評価 ★★★☆☆ 読むだけの価値はあります

1991年の経済改革を機に自由化へと大きく舵を切って十数年、インドは今、新興のIT大国として世界の注目を浴び、将来の超巨大市場への思惑から、外資も競うようにインド市場へと参入しつつあります。

一方で、インドに赴任してインド人の部下や使用人を抱えたり、海千山千のインド商人を相手にビジネス交渉をすることが、実は激烈なカルチャー・ショックを伴う苛酷な体験であることは、実際にそれを経験した本人と、その周囲のごく少数の人にしか知られていなかったりします。

著者の山田和氏は、これまで数十年にわたって何度もインドを旅し、インド人との付き合いも長く、インドの見せる「裏」の姿も身をもって体験してきた人物です。

山田氏はこの本の中で、豊富な実例を挙げながら、表面的なインドブームの影で苦闘を続ける外国人ビジネスマンの姿を伝えるとともに、私たちとは全く異質なインドの社会やインド人について、その「負」の面をも含めた実像を描き出し、異質な文化がぶつかり合うとはどういうものなのか、その一端を私たちに教えてくれます。

欧米や日本を基準に考えれば、ハード面・ソフト面でのインフラの未整備など、インドのビジネス環境が発展途上にあることは言うまでもありません。しかしそれ以前の問題として、インドは1ドルで仕入れたものを100ドルで売るような「シルクロード商法」がいまだにまかり通る世界であり、そこでビジネスをするということは、儲けのためには手段を選ばない、一癖も二癖もあるタフな商売人たちと日々交渉しなければならないことを意味します。    

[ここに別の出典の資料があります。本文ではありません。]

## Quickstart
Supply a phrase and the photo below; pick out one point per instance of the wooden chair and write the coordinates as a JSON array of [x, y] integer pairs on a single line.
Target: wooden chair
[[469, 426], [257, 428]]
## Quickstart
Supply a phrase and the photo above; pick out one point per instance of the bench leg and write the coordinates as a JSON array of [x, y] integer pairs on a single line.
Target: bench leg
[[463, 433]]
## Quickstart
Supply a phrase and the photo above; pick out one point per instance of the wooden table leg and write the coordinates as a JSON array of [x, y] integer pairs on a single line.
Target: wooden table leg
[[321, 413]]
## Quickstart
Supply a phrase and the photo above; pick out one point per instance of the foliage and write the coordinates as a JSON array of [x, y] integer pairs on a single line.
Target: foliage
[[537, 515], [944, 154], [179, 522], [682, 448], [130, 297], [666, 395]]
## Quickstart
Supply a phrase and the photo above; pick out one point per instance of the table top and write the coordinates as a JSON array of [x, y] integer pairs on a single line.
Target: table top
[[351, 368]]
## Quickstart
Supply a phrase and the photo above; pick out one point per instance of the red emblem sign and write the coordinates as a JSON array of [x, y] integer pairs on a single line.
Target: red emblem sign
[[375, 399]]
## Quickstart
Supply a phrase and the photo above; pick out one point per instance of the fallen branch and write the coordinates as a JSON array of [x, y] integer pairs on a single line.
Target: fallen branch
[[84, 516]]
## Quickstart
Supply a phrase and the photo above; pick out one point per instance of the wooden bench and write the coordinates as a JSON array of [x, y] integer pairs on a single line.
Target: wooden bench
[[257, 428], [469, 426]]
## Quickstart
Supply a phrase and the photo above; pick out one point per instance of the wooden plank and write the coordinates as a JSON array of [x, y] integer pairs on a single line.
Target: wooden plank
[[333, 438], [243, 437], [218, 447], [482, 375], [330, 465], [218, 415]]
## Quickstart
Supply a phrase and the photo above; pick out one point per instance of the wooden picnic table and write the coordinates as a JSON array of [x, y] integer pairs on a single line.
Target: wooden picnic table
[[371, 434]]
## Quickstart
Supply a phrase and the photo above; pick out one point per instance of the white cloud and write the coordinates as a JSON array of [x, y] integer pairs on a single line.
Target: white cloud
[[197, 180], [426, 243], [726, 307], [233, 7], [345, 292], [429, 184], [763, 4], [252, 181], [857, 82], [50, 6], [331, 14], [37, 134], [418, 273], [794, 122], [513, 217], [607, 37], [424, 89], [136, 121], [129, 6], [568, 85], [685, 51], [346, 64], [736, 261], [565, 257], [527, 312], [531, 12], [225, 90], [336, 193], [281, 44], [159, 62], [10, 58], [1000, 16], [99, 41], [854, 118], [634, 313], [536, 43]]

そして、それに加えて、社会の上から下まで蔓延したリベート(賄賂)文化、強固な一族郎党主義、今でも厳然と存在するカーストに基づいた社員の差別的な採用・処遇、やる気はなく融通もきかないのに権利意識だけは旺盛なインド人社員たち……。

こうした問題は、いわゆる開発途上国でのビジネスにはつきものなのかもしれませんが、インドの場合はその深刻度がケタ外れのようです。

インドは準英語圏の国ということもあって、そこでは一見英米流の発想が通用するように見えるし、インド人も表面的には国際人として振る舞おうとします。しかし実際には、カースト制を始めとするインド社会の論理にどっぷりと浸かった彼らの行動基準は非常に「ドメスティック」で、その表と裏の大きな矛盾の皺寄せは、インドに駐在し、そこで日々彼らと接する外国人ビジネスマンたちの上に耐えがたいストレスとなって降りかかってくるのです。

特に、この本の第四章、「インド駐在員の日常……インド人社員、使用人とどうつき合うか」には、インドに単身赴任した日本人商社マンがインド人の使用人たちと繰り広げた波瀾万丈のバトルとその結末が詳しく描かれていますが、この部分だけでも一読の価値があると思います。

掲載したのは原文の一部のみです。